Oficjalnych sygnałów o dalszej likwidacji placówek nie ma, nowy zarząd (prezesem został Sebastian Mikosz, a wiceprezesem Andrzej Bodziony) podjął jednak decyzję o… ograniczeniu skali ich działania. Przynajmniej nieoficjalnie.
“Dotarliśmy do wytycznych dla dyrektorów regionów. Wynika z nich, że urzędy poza dużymi miastami i centrami handlowymi mają być zamykane w soboty, zmniejszona ma być liczba okienek i czas pracy urzędów (nie będzie pracy na dwie zmiany) - twierdzi ”Rz".

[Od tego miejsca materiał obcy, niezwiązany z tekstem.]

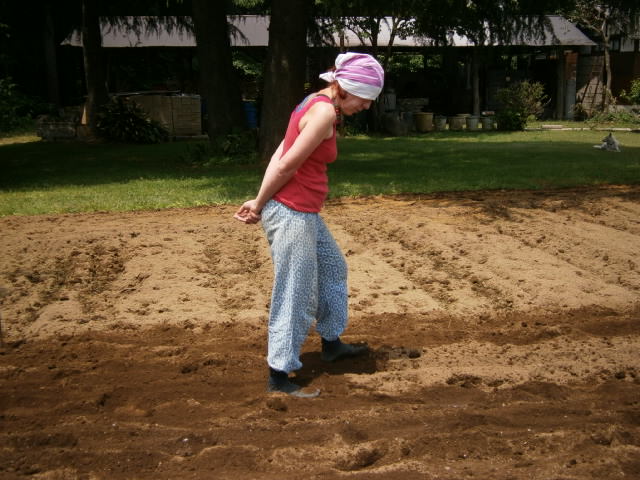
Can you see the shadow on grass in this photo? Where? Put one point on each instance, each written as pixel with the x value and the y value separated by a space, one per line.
pixel 46 165
pixel 446 161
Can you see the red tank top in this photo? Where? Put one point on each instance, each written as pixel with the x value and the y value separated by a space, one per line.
pixel 308 188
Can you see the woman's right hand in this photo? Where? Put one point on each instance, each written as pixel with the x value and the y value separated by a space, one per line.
pixel 249 212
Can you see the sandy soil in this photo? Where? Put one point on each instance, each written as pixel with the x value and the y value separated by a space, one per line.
pixel 504 332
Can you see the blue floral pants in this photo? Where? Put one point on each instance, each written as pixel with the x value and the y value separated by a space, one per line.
pixel 310 283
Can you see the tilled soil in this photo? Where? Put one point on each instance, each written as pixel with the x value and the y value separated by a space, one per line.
pixel 503 330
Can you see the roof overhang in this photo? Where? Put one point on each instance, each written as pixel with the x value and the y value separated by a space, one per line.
pixel 253 31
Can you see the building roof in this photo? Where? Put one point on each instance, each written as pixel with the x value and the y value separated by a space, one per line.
pixel 253 31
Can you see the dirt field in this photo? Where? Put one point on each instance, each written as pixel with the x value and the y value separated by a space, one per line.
pixel 504 332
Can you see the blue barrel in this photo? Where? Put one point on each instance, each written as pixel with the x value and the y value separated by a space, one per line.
pixel 251 114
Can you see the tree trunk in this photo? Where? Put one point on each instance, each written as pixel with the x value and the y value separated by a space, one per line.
pixel 218 86
pixel 51 63
pixel 284 71
pixel 94 73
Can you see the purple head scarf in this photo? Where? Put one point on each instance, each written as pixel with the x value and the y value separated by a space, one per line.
pixel 357 73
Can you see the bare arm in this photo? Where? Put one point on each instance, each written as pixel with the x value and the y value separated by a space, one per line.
pixel 316 126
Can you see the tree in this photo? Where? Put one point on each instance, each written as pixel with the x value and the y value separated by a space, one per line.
pixel 284 70
pixel 94 72
pixel 484 23
pixel 218 85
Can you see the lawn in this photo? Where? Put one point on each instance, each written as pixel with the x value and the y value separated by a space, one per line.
pixel 41 177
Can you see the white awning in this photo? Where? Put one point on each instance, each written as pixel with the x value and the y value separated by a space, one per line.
pixel 253 31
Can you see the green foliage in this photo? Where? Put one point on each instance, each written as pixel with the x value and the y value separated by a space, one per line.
pixel 232 149
pixel 520 102
pixel 634 94
pixel 15 108
pixel 121 120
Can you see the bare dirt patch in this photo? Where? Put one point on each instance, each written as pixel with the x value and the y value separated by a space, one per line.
pixel 504 332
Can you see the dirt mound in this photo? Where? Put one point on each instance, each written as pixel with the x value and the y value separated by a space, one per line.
pixel 503 329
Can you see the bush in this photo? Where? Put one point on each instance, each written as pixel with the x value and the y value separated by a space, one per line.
pixel 240 148
pixel 520 102
pixel 15 108
pixel 633 96
pixel 614 118
pixel 121 120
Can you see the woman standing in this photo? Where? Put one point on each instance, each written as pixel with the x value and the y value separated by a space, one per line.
pixel 310 273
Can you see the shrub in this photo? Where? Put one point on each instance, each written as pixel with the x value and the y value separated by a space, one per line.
pixel 121 120
pixel 15 108
pixel 520 102
pixel 238 148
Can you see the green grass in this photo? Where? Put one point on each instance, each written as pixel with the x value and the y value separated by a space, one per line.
pixel 39 177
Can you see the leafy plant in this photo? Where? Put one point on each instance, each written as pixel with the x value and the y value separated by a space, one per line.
pixel 15 108
pixel 633 96
pixel 520 102
pixel 121 120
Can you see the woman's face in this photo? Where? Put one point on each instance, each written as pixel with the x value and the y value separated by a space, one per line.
pixel 352 104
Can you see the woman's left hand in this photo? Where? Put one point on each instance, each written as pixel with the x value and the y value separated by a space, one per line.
pixel 249 212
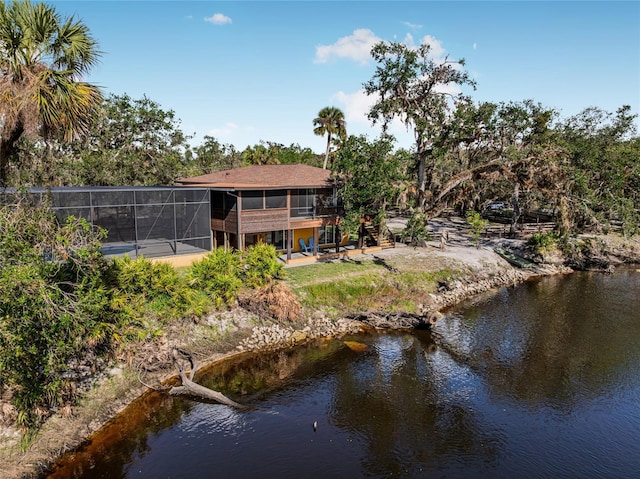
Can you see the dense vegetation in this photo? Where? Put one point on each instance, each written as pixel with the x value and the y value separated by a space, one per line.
pixel 62 302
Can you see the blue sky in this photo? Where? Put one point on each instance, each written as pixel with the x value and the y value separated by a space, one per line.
pixel 246 71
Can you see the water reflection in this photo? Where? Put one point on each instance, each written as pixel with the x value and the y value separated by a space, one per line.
pixel 538 380
pixel 551 342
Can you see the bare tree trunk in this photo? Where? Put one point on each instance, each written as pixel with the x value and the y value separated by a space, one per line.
pixel 7 150
pixel 192 389
pixel 516 209
pixel 326 155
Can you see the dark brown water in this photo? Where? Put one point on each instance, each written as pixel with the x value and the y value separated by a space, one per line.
pixel 541 380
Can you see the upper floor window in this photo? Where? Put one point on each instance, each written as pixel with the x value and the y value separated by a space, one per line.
pixel 259 200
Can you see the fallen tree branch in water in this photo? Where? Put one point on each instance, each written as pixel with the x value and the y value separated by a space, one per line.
pixel 194 390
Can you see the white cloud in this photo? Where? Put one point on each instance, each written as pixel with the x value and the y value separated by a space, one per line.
pixel 218 19
pixel 437 52
pixel 356 46
pixel 413 26
pixel 226 131
pixel 356 106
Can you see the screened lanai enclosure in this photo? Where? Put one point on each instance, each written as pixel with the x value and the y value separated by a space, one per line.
pixel 147 221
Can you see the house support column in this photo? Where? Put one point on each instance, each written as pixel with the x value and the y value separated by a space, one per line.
pixel 315 241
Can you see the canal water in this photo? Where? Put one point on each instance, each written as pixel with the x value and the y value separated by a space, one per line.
pixel 539 380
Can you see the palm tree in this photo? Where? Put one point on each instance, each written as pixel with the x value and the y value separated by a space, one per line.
pixel 42 60
pixel 330 121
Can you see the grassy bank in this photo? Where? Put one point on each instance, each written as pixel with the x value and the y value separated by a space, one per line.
pixel 339 288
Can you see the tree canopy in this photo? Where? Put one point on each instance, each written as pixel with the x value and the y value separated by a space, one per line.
pixel 43 58
pixel 330 121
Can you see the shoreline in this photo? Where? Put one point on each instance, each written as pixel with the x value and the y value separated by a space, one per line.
pixel 483 271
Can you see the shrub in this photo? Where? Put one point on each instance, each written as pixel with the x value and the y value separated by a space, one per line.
pixel 219 274
pixel 54 304
pixel 261 265
pixel 415 231
pixel 154 284
pixel 543 242
pixel 478 225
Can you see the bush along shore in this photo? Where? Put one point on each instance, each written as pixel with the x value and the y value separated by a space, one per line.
pixel 399 288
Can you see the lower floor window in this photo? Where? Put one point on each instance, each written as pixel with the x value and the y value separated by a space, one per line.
pixel 327 235
pixel 277 239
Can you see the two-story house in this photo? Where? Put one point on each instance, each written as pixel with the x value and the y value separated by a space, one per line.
pixel 293 207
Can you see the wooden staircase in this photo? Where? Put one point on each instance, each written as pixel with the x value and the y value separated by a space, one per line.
pixel 372 238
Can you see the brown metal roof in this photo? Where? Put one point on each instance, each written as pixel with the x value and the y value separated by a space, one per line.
pixel 264 177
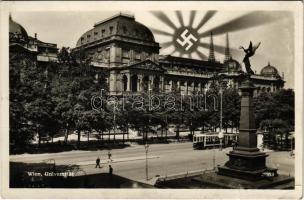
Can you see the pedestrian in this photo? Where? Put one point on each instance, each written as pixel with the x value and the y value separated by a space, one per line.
pixel 109 155
pixel 110 170
pixel 97 162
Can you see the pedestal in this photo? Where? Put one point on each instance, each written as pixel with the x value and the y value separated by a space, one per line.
pixel 246 161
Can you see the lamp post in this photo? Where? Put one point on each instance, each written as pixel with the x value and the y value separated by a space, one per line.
pixel 146 150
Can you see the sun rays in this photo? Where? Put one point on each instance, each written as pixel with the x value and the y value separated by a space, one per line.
pixel 246 21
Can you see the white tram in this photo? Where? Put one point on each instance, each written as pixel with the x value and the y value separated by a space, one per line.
pixel 212 140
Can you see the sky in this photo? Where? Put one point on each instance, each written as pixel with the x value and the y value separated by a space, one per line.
pixel 275 31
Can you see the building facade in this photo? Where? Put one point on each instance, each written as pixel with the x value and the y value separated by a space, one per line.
pixel 21 42
pixel 130 54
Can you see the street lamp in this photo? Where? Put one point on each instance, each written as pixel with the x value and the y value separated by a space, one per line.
pixel 146 149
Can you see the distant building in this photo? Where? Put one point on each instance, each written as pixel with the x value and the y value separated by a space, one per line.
pixel 128 50
pixel 20 41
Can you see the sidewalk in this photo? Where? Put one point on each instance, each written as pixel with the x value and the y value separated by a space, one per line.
pixel 107 161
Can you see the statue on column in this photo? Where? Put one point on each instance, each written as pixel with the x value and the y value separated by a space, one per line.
pixel 250 51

Związki zawodowe nie odpuszczają. Zarząd odpowiada
W odpowiedzi na szereg zmian związki zawodowe nie odpuszczają. NSZZ Listonoszy Poczty Polskiej publikuje pisma wysyłane przez związkowców do zarządu i odpowiedzi tegoż - jakkolwiek skąpe, bo w jednej z nich czytamy, że “w chwili obecnej nie jest możliwe jednoznaczne stwierdzenie, na jakim poziomie będzie kształtowała się liczba zmniejszonych godzin pracy”.
Prywatyzacja?
Przypomnijmy, że dyskusja o prywatyzacji niektórych spółek skarbu państwa, w tym właśnie Poczty Polskiej, przewija się przez publiczny dyskurs od wielu lat. W tym kontekście niedawno, w lutym br., serwis PAP cytował ekonomistkę z UW, dr Małgorzatę Starczewską-Krzysztoszek.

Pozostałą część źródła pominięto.